Wie ist die allgemeinen meinung zu "anonymität im internet" ? wie sieht die meinung zum „selbstdatenschutz“ aus ?? 

<http://www.datenschutzzentrum.de/projekte/anon/index.htm>


----------



## Unregistriert (6 Januar 2007)

*AW: AnonProxy !? :Zusatz*

..kennt jemand einen solchen dienst? welche erfahrungen wurden gemacht ? 
kennt jemand den dienst "JAP"   <http://anon.inf.tu-dresden.de/>   oder "TOR"  <http://tor.eff.org/download.html.de> ???


----------



## News (6 Januar 2007)

*AW: AnonProxy !?*

JAP habe ich mal ausprobiert.

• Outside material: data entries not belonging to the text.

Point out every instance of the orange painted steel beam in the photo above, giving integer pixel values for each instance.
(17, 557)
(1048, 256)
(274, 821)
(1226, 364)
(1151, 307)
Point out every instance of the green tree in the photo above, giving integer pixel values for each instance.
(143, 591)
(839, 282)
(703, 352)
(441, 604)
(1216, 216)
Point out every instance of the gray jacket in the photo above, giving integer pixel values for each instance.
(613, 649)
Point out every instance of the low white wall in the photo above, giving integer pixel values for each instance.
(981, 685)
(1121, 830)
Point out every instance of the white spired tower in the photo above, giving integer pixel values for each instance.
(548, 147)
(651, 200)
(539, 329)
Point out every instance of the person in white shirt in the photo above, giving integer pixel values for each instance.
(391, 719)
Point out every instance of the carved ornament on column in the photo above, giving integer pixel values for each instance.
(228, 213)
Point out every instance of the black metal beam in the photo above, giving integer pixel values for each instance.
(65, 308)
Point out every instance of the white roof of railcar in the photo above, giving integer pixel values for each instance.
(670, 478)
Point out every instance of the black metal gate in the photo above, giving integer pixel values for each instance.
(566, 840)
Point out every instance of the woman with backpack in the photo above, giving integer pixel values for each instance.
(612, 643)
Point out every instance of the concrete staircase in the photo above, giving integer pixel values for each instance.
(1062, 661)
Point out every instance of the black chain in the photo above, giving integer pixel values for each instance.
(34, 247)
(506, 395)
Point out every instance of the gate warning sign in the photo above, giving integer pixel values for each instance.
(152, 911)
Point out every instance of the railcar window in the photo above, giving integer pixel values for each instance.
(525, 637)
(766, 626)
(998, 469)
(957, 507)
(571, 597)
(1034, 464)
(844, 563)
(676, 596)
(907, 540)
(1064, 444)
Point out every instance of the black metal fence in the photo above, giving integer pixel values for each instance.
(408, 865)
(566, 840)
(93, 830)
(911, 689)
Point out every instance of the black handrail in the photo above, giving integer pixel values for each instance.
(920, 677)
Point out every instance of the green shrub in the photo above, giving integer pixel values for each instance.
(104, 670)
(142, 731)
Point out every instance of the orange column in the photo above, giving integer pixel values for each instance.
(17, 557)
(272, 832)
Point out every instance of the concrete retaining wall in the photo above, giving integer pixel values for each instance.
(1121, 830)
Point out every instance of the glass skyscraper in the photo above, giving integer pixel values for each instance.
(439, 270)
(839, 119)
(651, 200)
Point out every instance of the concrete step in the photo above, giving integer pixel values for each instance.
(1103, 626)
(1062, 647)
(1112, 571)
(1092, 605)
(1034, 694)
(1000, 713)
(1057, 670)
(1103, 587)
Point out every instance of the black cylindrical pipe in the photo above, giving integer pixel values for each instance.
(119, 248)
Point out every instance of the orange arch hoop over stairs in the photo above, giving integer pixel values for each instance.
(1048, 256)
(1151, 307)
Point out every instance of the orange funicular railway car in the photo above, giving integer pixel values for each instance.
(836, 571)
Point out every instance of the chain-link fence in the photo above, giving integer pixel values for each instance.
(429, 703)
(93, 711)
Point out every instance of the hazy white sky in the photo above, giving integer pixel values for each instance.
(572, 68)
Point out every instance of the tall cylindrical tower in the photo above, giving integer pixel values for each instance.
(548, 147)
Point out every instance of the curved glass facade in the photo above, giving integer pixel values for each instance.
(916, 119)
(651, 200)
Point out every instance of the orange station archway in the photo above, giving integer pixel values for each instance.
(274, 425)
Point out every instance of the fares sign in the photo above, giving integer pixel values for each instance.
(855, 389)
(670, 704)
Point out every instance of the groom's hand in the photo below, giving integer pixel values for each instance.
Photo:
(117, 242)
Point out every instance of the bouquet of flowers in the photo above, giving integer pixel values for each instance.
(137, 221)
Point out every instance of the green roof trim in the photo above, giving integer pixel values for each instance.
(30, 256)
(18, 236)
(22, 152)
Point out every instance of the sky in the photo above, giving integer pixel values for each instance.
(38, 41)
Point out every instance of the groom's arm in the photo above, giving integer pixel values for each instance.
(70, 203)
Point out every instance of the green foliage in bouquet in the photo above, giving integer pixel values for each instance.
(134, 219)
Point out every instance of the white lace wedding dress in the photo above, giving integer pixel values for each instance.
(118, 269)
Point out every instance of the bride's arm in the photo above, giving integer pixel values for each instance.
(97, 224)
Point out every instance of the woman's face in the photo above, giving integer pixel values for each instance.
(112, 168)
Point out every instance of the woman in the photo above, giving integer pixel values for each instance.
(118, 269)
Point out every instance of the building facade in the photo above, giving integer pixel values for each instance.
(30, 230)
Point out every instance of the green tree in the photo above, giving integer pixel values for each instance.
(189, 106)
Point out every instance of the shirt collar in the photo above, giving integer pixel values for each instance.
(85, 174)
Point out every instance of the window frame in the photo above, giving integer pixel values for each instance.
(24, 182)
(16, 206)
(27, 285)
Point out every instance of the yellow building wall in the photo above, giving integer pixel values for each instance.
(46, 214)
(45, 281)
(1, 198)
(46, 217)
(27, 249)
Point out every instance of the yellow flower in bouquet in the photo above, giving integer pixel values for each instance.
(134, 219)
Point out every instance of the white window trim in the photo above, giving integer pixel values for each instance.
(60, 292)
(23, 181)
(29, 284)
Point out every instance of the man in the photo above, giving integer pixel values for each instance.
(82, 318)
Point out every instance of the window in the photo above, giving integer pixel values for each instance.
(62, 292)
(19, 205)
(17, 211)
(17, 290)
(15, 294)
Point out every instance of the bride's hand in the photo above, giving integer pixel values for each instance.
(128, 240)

Scheint an sich gut zu funktionieren, ABER - ist seeeeehr langsam. Was wohl für alle kostenlosen ANON-Dienste gilt (mit den kostenpflichtigen Diensten kenne ich mich nicht aus). TOR soll auch nicht gerade sehr flott sein. Deshalb ist das kaum alltagstauglich und m.E. nur für bestimmte einzelne Zwecke praktikabel.


----------



## Anubis (6 Januar 2007)

*AW: AnonProxy !?*

JAP hab ich auch mal ausprobiert, war wirklich etwas lansam . wenn man den eigenen PC als "server" stellt geht es etwas schneller. bei JAP gibt es auch eine "bezahlt test" version ( mit virtuellem spielgeld ) das geht recht zügich.

was TOR angeht , so finde ich kann man die geschwindigkeit nicht bemängeln. auch hier gilt, "eigener PC server" und die geschwindigkeit ist wirklich nicht schlecht. also ich kann mich über TOR nicht beschweren, der BUG "libvent" ist etwas lästig ,läst sich aber beheben wenn man es nicht ertragen kann. 

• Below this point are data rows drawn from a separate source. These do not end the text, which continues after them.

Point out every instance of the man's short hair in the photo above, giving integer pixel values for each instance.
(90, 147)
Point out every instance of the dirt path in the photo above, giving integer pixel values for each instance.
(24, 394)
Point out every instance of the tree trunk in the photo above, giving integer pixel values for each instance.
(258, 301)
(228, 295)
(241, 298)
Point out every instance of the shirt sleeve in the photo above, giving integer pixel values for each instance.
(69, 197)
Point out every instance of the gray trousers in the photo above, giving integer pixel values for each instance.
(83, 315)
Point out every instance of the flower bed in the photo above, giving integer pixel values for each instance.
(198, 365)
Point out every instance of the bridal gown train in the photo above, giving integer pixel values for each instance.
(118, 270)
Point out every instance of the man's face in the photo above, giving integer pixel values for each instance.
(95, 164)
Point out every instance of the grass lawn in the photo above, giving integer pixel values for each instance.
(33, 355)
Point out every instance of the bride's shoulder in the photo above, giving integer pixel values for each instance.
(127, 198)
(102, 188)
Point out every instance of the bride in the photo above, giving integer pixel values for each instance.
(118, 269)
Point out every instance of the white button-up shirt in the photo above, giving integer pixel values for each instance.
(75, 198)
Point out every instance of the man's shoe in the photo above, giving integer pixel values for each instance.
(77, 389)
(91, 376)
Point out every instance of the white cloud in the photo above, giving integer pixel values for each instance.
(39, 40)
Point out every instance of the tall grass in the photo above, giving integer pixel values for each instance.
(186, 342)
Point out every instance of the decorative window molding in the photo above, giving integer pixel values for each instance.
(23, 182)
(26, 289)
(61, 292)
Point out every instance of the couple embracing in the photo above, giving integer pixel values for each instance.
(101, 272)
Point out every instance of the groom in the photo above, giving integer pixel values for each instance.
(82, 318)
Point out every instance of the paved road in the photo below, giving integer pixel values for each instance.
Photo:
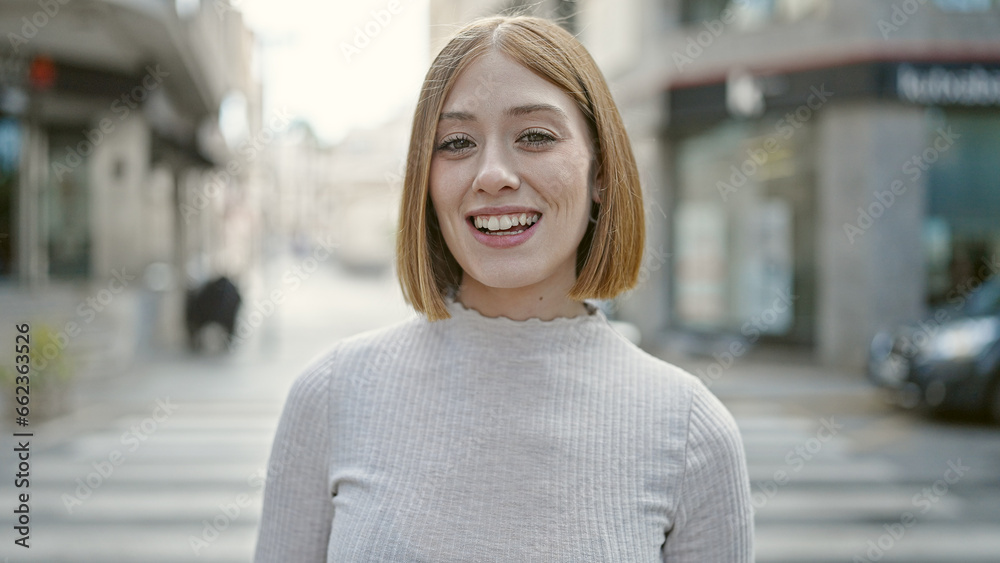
(166, 465)
(838, 476)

ales in allem ein SEHR gutes tool..


----------



## johinos (7 Januar 2007)

*AW: AnonProxy !?*

Habe JAP installiert. Stimmt, ist langsam. Oft hilft es, einen anderen Dienst im Pulldown-Menü auszuwählen, man kriegt ja jeweils angezeigt, wie schnell der ist. Man muss auch die Browsereinstellungen verändern, und wenn JAP ausgeschaltet ist, muss man diese Änderungen wieder rückgängig machen.

JAP nutze ich daher mit einem anderen Browser, wenn ich nicht will, dass da von mir Sachen gespeichert werden, die unseren Datenschützern die Haare zu Berge stehen lassen, beispielsweise bei Suchmaschinen:
http://sankt-georg.info/artikel/118/AOL-Datenschutz-Desaster-Benutzerdaten-Rasterfahndung
http://www.heise.de/ct/06/10/168/

Während der JAP-Browser sucht bzw. die Seite lädt, nutze ich gleichzeitig den anderen Browser, um z. B. hier zu lesen oder zu schreiben.

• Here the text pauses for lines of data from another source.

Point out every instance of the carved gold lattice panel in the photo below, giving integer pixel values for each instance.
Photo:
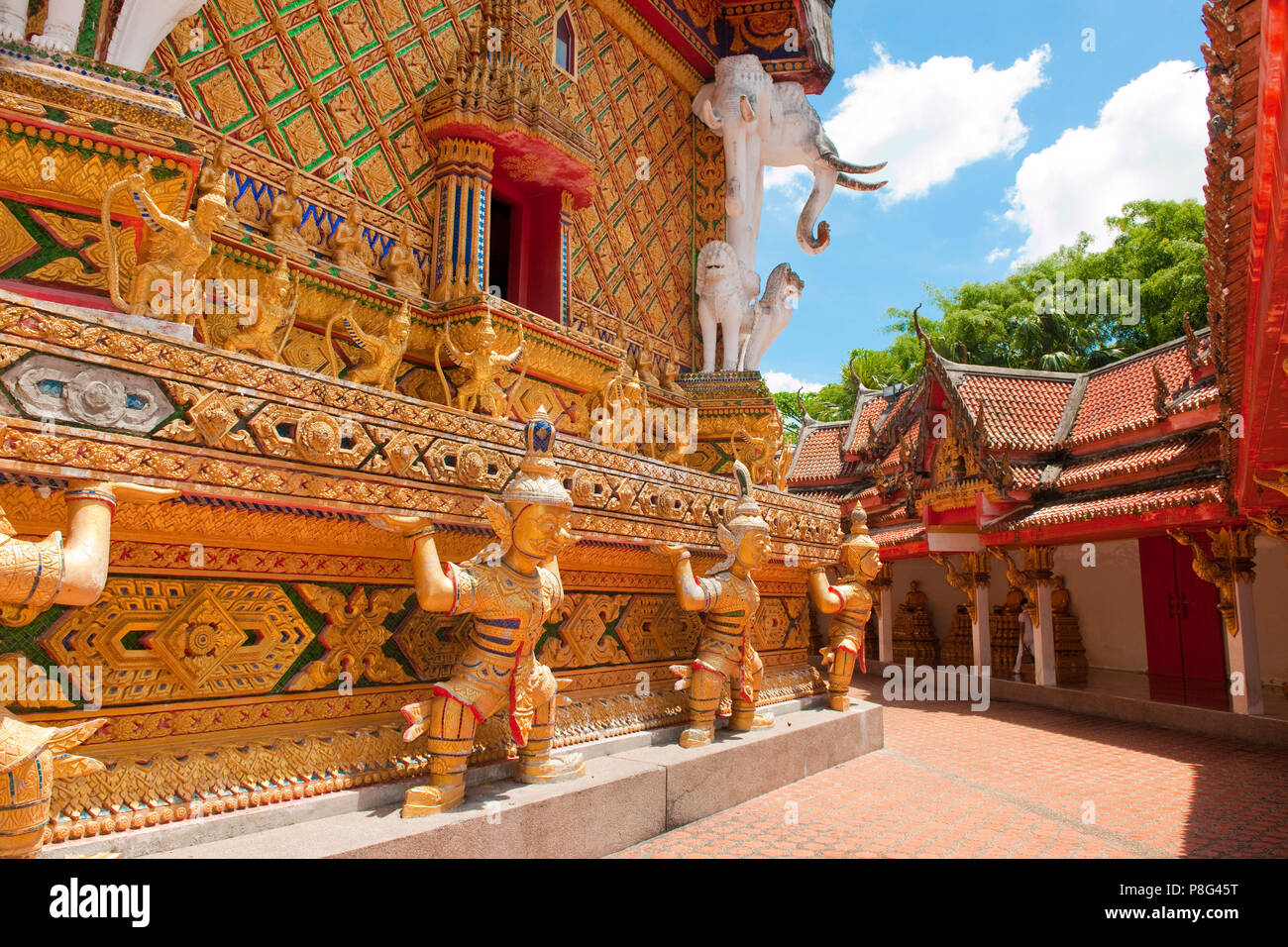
(769, 629)
(653, 628)
(161, 639)
(798, 631)
(584, 638)
(432, 642)
(321, 84)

Wie es bei JAP schon heißt: "Anonymity is not a crime".

Man kann natürlich darüber diskutieren, ob es sinnvoll ist, durch öffentliche Diskussion noch mehr User dazu zu bringen, anonym zu surfen. Ich habe mich an anderer Stelle auch schon zu Datenschutz und Datenspeicherung geäußert. Für mich liegen die Surf-Gefahren bei privaten Institutionen, die für unsere Datenschutzgesetze unerreichbar im Ausland sammeln, was ... ja, was eigentlich? Schon dafür gilt: Nichts Genaues weiß man nicht. Und deshalb ist jeder für seinen „Selbstdatenschutz“ selbst verantwortlich.

Nur mal ansehen, was ein einziger Seitenaufruf verrät: www.anonym-surfen.com/anonym-surfen/test/ 
Mal "ohne" ansehen, dann anonymisiert, am einfachsten mit z. B. http://anonymouse.org/anonwww_de.html 

Und ich denke, es ist richtig, das Thema hier in diesem Forum anzusprechen.


----------